Daten von 3.700 Betrieben sind in das Modell eingeflossen
Doch anders als bei Wolken, Regen und Pflanzen lässt sich das menschliche Verhalten wesentlich schwieriger beobachten und in ein Computermodell einbauen. „Wir können ja Landwirte nicht wochenlang in Klimakammern setzen, sie unterschiedlichen Klimabedingungen aussetzen und dann messen, wie sie sich anpassen“, erklärt Prof. Berger.
Um zu untersuchen, wie Landwirte auf den Klimawandel reagieren, hat der Agrarökonom deshalb mit seinen Mitarbeitern anonymisierte Daten von 3.700 landwirtschaftlichen Betrieben aus Baden-Württemberg aufbereitet und damit sein Computermodell gefüttert.
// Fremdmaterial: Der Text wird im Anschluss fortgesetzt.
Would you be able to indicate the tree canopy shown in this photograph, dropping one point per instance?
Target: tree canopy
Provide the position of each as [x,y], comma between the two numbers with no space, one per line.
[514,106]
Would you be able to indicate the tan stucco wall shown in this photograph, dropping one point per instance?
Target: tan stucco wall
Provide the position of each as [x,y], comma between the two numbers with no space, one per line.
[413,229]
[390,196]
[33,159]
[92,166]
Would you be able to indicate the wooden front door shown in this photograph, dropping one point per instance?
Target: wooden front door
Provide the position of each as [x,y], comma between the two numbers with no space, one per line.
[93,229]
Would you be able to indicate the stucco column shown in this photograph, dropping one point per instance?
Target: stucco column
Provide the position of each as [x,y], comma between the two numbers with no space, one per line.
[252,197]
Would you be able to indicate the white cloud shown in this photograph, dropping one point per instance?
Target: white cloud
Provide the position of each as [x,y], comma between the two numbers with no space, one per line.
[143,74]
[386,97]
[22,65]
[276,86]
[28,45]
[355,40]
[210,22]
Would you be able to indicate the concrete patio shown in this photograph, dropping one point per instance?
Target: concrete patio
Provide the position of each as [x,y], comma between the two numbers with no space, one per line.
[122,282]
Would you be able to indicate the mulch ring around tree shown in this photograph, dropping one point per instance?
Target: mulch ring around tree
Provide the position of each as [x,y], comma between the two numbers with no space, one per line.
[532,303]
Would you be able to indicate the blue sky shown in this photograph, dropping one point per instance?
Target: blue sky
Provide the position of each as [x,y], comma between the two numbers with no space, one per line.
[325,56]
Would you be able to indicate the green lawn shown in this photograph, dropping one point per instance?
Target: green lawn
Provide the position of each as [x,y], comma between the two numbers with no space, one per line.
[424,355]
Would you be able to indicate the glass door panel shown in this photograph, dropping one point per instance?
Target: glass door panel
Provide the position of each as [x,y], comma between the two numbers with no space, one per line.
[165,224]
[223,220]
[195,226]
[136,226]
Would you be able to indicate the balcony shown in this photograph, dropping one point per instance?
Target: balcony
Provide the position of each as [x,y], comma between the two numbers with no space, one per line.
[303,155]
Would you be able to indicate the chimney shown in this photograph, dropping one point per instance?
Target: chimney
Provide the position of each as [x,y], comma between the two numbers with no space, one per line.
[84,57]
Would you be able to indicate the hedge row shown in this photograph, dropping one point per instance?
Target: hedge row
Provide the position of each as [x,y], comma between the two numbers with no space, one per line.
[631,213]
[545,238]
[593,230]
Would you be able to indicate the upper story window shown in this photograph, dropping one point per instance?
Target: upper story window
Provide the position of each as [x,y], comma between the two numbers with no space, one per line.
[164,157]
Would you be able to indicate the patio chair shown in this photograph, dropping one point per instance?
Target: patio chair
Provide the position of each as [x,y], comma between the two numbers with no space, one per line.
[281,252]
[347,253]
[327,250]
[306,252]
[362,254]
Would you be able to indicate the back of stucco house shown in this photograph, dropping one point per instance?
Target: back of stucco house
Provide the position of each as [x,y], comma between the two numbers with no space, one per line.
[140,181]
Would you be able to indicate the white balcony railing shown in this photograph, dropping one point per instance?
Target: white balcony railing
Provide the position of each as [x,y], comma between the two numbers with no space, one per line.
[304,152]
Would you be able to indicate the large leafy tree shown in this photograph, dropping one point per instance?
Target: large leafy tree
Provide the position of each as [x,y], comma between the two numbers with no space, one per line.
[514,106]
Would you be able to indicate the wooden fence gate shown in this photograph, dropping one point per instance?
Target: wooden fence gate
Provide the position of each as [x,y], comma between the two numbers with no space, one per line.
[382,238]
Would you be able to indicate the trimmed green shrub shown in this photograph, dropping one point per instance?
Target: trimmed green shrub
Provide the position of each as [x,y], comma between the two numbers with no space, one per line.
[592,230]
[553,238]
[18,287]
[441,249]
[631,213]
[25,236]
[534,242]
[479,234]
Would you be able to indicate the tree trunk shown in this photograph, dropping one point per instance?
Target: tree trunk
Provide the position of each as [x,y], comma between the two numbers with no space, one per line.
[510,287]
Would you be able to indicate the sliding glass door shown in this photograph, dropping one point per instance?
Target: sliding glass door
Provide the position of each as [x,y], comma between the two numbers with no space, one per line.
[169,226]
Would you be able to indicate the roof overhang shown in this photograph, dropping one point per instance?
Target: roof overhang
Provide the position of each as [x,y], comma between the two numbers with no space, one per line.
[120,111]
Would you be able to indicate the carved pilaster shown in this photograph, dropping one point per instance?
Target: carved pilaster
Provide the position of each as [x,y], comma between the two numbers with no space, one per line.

In dem Multi-Agentensystem, so die Fachbezeichnung für diese neue Generation von Simulationsmodellen, tummeln sich nun eine Vielzahl von virtuellen Landwirten, die in Computerexperimenten ebenso wie ihre echten Berufskollegen Entscheidungen über Produktion und Landnutzung treffen müssen.
Bei einem sogenannten Turing-Test legten die Forscher 27 Landwirten Kennzahlen von vier landwirtschaftlichen Betrieben aus einer Betriebsbefragung vor. „Zu jedem Betrieb gab es sechs mögliche Anbaupläne für das kommende Jahr. Nur einer stammte jeweils von einem praktischen Landwirt. Die anderen fünf hat unser Computermodell errechnet“, erklärt der Agrarökonom, der die virtuellen Landwirte programmiert hat. Bei keinem der vier Betriebe fanden mehr als zwei Tester heraus, welche der Anbaupläne tatsächlich menschengemacht waren.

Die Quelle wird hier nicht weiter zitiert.